By 1990, Mikhail Gorbachev had had enough. In quick succession, he recognized
South Korea and abruptly ended aid to the North (and all other clients),
plunging its economy into a tailspin. The USSR itself soon dissolved, and Boris
Yeltsin was in no mood to court the world's last Stalinist. Vladimir Putin
tried to mend fences, meeting Kim Jong-il three years running, but no dice.
How and why did Russia lose North Korea? It's understandable that Moscow got
fed up with the ingrate rogues in Pyongyang, but whatever happened to raison
d'etat? Today, the power that first created North Korea has the least
power in determining its future: a striking irony.

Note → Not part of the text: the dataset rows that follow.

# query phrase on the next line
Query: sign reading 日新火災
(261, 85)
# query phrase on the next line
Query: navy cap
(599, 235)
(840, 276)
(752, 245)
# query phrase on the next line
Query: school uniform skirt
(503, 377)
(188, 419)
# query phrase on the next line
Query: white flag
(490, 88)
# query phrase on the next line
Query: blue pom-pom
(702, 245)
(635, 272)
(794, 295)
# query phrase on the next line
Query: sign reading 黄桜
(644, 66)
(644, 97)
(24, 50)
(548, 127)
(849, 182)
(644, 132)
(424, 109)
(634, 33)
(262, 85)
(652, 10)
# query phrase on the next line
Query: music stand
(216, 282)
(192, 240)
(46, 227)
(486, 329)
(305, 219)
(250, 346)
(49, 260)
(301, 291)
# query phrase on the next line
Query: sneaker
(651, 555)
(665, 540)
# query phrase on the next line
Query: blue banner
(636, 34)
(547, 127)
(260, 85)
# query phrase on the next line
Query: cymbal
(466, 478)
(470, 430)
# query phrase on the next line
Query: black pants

Much of this is about money. North Korea's debts to the former USSR exceed US$8
billion, and despite a reported deal it's still not clear how much if any is
being repaid. So Moscow refuses to throw good money after bad. Trade has
shriveled, and Russia's only major recent investment is to modernize the
cross-border railway to North Korea's ice-free port of Rajin.
Fair enough, in a way. But it leaves Russia with less influence on the
peninsula than ever.
Japan on the sidelines
Then there is, or was, Japan. This was a rum do. For decades, neither the lack
of official ties nor bitter Korean memories impeded pragmatic contacts between
Tokyo and Japan.
There were two major go-betweens. Koreans in Japan, though mostly hailing from
the South, at first tended to support the North politically (hard as that may
be to imagine now). Japan obliged by colluding with Kim Il-sung to send 90,000
of them "home": a little-known and shameful story, brilliantly told by Tessa
Morris-Suzuki in her book Exodus to North Korea.
Their wiser kin who stayed in Japan went back and forth. Some did business:
Japan was long North Korea's number two trade partner, after the USSR. Other
regular visitors came from Japan's Socialist Party (JSP), whose guilt-based
pro-North stance did not stop them reporting obediently to the Foreign Ministry
about their trips across the "Sea of No Agreed Name".
In 1990, it briefly seemed more was possible. The legendary Liberal Democratic
Party (LDP) kingmaker Shin Kanemaru went to Pyongyang, and got on well with Kim
Il-sung. Opening formal relations would have yielded $10 billion in aid: handy,
with Soviet subsidies gone.
Might Japan have filled the vacuum left by the USSR, had each side played its
cards better? We'll never know. Shin quit in 1993 amid a raft of scandals, with
North Korean gold as Exhibit B.
A decade later came another breakthrough attempt, which backfired badly. In
2002, the then prime minister Junichiro Koizumi flew to Pyongyang, the first
top Japanese leader to do so. He got Kim Jong-il, astonishingly, to admit and
apologize for past kidnappings, hitherto indignantly denied. The five kidnapped
survivors - eight had mysteriously died - were repatriated.
Yet instead of putting out a fire as intended, this fanned the flames. North
Korea's refusal to tell a full or credible story about abductees who had
perished, including 13-year old schoolgirl Megumi Yokota, infuriated Japanese
public opinion, egged on by the same sinister rightist forces who seek to
whitewash the past brutalities of Japanese imperialism.
Since then, things have gone from bad to worse. Japan has piled on sanctions,
and now bans all trade with North Korea. Even regime change, with the
Democratic Party of Japan (DPJ) promising all manner of winds of change on
other fronts, has made little difference here.